# 0. Libraries

In [15]:
import os
import warnings
import pickle

import pandas as pd
import numpy  as np

from utils                 import *
from sklearn.preprocessing import StandardScaler, LabelEncoder, OneHotEncoder
from sklearn.exceptions    import ConvergenceWarning

warnings.filterwarnings("ignore", category=ConvergenceWarning)

## 0.1. Settings parameters

### 0.1.1. Seed

In [None]:
# seed
seed = 42

### 0.1.2. Paths

In [None]:
# gets the current working directory (where the notebook is located)
actual_path = os.getcwd()

# gets the current working root directory
root_path = os.path.abspath(os.path.join(actual_path, "..", ".."))

# gets the parent directory (one level up)
parent_path = os.path.dirname(actual_path)

# extract folder name from parent directory
parent_folder_name = os.path.basename(parent_path)

print(f"Parent path name: {parent_folder_name}")

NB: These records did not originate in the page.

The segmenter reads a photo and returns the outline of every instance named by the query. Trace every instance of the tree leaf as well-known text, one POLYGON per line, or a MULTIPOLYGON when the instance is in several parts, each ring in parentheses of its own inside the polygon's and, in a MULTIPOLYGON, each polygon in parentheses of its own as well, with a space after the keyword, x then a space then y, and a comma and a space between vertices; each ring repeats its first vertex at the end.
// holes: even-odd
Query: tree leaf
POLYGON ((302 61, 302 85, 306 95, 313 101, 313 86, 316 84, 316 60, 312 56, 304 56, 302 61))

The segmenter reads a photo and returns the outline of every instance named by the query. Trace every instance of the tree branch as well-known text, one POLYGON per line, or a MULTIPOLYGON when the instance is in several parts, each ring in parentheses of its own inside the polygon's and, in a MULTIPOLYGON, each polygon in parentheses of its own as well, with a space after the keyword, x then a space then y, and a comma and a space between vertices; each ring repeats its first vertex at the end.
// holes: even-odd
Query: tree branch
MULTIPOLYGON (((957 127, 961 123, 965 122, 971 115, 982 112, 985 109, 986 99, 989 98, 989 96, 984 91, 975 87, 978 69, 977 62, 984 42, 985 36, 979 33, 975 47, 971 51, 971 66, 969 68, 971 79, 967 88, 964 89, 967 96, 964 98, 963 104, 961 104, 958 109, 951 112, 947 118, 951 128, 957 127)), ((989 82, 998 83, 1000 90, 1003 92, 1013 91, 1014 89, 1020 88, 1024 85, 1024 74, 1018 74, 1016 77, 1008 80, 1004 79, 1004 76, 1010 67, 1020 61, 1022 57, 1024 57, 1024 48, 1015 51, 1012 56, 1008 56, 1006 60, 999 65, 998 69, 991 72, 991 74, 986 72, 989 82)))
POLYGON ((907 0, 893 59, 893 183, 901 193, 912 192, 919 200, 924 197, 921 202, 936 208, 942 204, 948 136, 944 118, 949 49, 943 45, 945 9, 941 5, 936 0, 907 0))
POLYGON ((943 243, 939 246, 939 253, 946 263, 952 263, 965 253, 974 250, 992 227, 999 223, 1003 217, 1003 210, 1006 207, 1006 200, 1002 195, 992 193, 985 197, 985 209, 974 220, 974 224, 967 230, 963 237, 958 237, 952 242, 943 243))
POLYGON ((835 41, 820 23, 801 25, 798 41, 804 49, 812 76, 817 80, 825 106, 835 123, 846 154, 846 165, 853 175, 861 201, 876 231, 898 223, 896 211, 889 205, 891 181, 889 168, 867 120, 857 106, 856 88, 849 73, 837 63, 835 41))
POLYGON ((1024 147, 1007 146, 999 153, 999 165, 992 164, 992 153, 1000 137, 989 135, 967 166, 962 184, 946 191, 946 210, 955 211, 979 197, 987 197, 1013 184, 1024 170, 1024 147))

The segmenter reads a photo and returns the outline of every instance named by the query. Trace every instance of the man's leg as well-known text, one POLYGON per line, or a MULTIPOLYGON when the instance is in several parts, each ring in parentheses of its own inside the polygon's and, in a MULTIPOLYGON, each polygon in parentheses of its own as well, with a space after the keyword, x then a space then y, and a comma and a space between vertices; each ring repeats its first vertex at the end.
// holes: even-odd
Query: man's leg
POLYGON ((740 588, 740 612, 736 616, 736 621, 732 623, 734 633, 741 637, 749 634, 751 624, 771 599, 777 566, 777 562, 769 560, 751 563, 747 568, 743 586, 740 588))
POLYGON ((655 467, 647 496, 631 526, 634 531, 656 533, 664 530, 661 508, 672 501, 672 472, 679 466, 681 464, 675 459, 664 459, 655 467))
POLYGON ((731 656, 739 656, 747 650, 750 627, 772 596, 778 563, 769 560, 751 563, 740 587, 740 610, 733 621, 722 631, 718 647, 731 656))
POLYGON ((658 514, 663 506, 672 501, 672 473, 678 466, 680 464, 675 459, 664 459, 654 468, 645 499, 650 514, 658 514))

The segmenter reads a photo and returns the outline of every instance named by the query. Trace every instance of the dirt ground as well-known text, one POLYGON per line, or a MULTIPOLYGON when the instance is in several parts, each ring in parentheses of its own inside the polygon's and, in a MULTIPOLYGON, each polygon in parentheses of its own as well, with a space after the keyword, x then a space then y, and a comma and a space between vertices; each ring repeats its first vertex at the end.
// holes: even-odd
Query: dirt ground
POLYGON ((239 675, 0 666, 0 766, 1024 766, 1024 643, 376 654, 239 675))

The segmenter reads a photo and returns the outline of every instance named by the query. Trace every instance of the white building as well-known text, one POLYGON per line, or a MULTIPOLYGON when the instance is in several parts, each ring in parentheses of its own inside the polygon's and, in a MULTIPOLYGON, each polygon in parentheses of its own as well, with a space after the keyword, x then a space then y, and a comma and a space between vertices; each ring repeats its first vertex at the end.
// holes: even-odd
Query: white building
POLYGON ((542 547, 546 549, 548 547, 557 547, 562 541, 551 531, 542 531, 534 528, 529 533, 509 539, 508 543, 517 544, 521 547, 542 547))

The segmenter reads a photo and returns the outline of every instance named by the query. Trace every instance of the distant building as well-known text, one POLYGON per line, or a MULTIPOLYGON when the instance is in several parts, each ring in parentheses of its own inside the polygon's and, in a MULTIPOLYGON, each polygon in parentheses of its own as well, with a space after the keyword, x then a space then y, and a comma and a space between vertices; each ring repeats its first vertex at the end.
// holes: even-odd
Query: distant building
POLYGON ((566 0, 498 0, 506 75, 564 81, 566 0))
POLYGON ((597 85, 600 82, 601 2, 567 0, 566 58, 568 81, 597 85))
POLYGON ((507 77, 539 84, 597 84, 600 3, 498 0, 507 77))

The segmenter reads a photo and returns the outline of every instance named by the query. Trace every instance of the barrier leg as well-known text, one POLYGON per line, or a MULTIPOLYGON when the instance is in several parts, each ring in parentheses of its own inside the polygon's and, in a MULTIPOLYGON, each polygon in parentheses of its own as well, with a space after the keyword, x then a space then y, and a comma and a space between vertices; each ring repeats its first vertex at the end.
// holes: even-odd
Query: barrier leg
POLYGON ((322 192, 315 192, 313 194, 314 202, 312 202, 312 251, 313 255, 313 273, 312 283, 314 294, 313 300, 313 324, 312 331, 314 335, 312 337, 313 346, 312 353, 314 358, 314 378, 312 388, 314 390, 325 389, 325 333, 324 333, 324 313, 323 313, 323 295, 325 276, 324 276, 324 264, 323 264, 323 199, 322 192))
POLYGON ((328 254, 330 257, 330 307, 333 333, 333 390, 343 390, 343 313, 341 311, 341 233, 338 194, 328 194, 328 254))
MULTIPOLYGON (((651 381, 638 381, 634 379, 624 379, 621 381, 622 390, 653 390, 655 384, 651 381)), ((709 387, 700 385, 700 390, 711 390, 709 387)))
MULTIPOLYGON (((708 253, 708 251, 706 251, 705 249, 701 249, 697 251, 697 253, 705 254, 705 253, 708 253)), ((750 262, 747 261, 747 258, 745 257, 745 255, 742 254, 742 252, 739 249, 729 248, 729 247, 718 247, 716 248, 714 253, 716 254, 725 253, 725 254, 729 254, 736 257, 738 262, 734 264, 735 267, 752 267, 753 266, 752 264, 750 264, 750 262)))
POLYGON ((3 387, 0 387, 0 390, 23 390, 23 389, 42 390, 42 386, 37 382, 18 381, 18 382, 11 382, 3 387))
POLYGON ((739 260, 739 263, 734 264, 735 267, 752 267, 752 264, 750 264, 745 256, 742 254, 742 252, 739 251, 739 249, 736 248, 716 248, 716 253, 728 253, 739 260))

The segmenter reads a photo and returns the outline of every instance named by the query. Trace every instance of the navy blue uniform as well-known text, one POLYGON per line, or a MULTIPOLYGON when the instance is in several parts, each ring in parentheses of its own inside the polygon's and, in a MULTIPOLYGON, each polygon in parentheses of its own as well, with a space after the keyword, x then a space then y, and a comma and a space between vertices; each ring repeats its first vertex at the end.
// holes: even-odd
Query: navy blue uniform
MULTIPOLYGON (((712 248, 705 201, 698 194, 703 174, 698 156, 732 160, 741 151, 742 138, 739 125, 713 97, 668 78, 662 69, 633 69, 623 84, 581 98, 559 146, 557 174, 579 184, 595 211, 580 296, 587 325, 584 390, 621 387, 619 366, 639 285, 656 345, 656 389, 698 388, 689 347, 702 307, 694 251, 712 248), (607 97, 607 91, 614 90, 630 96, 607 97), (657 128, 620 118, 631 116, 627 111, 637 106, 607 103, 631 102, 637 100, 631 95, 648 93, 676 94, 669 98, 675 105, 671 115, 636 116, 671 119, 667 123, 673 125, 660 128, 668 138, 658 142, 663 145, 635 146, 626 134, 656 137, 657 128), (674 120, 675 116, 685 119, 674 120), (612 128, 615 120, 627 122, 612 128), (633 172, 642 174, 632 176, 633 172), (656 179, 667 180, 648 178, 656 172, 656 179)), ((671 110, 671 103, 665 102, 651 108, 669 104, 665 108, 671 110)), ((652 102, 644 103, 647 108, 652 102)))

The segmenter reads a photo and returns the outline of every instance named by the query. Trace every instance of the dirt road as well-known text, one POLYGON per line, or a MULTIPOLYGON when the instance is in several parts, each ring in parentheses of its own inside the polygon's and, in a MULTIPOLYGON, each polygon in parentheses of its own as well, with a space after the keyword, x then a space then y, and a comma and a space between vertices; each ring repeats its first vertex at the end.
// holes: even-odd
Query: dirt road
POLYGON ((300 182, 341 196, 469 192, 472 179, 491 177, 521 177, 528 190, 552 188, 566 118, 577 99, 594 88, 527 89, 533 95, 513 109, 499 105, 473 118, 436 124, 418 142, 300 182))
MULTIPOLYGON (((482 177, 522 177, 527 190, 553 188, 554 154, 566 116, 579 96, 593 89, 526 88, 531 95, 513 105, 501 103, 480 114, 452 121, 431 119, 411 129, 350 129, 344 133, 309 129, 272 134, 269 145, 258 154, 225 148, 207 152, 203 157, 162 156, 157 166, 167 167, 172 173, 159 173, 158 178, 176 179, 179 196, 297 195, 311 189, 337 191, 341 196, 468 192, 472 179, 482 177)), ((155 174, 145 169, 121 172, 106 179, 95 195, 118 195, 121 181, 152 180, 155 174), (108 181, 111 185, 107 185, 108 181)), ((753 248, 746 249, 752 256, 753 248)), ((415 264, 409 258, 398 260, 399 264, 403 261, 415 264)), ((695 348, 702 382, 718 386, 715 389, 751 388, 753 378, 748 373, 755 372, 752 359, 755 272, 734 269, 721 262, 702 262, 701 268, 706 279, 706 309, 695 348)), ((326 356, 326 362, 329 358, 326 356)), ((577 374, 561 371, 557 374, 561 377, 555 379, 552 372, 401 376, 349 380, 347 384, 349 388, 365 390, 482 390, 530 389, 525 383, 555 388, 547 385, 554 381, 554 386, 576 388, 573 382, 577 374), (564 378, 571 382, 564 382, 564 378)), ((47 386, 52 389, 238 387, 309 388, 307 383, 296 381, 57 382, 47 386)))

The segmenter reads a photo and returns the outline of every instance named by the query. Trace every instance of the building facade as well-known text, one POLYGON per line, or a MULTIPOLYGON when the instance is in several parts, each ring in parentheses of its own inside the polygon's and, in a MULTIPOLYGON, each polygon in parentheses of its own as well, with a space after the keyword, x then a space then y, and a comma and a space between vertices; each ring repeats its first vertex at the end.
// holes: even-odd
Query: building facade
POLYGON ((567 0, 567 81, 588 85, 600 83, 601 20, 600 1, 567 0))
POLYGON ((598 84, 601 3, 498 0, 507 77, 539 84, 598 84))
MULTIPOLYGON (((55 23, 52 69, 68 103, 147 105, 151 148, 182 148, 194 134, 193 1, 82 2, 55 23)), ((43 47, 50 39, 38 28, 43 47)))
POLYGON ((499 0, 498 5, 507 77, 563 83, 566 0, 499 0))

Parent path name: PROJECT_17


# 1. Data

In [18]:
# loading
data_test_scoring_01 = pd.read_csv(f'{root_path}/DADOS/application_test_merged_bureau.csv')

# checking
data_test_scoring_01.head()

Unnamed: 0,SK_ID_CURR,NAME_CONTRACT_TYPE,CODE_GENDER,FLAG_OWN_CAR,FLAG_OWN_REALTY,CNT_CHILDREN,AMT_INCOME_TOTAL,AMT_CREDIT,AMT_ANNUITY,AMT_GOODS_PRICE,...,MAX_CREDIT_CURRENCY_currency_4_AMT_CREDIT_SUM_B,MAX_CREDIT_CURRENCY_currency_4_AMT_CREDIT_SUM_DEBT_B,MAX_CREDIT_CURRENCY_currency_4_AMT_CREDIT_SUM_LIMIT_B,MAX_CREDIT_CURRENCY_currency_4_AMT_CREDIT_SUM_OVERDUE_B,MAX_CREDIT_CURRENCY_currency_4_AMT_ANNUITY_B,MAX_CREDIT_CURRENCY_currency_4_DAYS_CREDIT_B,MAX_CREDIT_CURRENCY_currency_4_CREDIT_DAY_OVERDUE_B,MAX_CREDIT_CURRENCY_currency_4_DAYS_CREDIT_ENDDATE_B,MAX_CREDIT_CURRENCY_currency_4_DAYS_ENDDATE_FACT_B,MAX_CREDIT_CURRENCY_currency_4_DAYS_CREDIT_UPDATE_B
0,384575,Cash loans,M,Y,N,2,207000.0,465457.5,52641.0,418500.0,...,0.0,0.0,0.0,0.0,0.0,0.0,0.0,0.0,0.0,0.0
1,214010,Cash loans,F,Y,Y,0,247500.0,1281712.5,48946.5,1179000.0,...,0.0,0.0,0.0,0.0,0.0,0.0,0.0,0.0,0.0,0.0
2,142232,Cash loans,F,Y,N,0,202500.0,495000.0,39109.5,495000.0,...,0.0,0.0,0.0,0.0,0.0,0.0,0.0,0.0,0.0,0.0
3,389171,Cash loans,F,N,Y,0,247500.0,254700.0,24939.0,225000.0,...,0.0,0.0,0.0,0.0,0.0,0.0,0.0,0.0,0.0,0.0
4,283617,Cash loans,M,N,Y,0,112500.0,308133.0,15862.5,234000.0,...,0.0,0.0,0.0,0.0,0.0,0.0,0.0,0.0,0.0,0.0


## 1.1. Filtering

In [None]:
# dropping sensible variables
data_test_scoring_01 = data_test_scoring_01.drop(columns='CODE_GENDER')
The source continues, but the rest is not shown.